Masterson, an Andover Republican, and Ryckman, an Olathe Republican, acknowledged that they didn’t much like their own proposals.

Separate but identical measures dealing with how public schools and colleges accommodate transgender students were introduced Wednesday in the House by its Federal and State Affairs Committee and in the Senate by the Ways and Means Committee. The loss would be about $10 million under the Senate bill. Critics fear the state would expand an existing district in Wyandotte County and use existing tax revenues that might flow to the state to back new bonds.

Meanwhile, property-poor districts would have received more aid, although a large portion of that money likely would go to property tax relief.

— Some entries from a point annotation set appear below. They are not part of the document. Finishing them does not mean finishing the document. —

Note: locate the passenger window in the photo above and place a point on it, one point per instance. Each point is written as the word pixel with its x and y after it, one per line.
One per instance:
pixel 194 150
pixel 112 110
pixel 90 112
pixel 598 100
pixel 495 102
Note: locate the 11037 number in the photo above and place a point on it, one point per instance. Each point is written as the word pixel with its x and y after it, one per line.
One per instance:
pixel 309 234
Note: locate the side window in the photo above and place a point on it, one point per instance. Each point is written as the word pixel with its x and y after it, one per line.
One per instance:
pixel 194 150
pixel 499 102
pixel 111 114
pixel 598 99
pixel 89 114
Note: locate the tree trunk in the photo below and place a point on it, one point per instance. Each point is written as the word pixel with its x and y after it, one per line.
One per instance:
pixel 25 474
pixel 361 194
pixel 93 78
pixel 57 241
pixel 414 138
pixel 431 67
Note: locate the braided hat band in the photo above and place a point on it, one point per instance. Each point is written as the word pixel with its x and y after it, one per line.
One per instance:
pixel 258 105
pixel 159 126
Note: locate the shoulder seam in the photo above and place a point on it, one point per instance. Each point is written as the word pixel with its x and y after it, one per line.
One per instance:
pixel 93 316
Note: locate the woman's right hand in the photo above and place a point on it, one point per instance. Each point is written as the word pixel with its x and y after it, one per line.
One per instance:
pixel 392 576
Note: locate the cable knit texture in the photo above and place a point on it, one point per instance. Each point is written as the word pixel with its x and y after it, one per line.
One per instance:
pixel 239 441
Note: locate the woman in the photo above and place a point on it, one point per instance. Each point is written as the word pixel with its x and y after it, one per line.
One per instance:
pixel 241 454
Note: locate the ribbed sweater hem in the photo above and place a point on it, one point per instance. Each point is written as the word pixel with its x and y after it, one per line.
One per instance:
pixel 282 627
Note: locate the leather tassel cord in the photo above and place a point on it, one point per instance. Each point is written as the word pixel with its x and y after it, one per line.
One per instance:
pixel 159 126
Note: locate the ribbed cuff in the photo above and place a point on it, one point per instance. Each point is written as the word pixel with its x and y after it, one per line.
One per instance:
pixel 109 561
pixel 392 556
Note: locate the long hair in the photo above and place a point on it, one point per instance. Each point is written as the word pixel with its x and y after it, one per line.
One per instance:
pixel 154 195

Republican Rep. Joseph Scapa, who supports the bill, said religious organizations should have the right to require that the members share their faith before letting them join.

“Last year, they added the purse or bag (concealed carry), and we really didn’t speak out”. “This is always the storm brewing”.

This builds on laws adopted in 2013 legalizing open carry and one a year ago to allow for carry in a purse or bag without a permit.

The main components of House Bill 2731 are that it would re-establish the funding mechanism of the former financing formula that was eliminated with the CLASS Act, or better known as the block grant funding bill.

Parents have a reasonable expectation that Kansas public schools won’t allow their minor children to be viewed in various states of undress by members of the opposite sex, and young adults have the same expectation at colleges and universities, the bill says.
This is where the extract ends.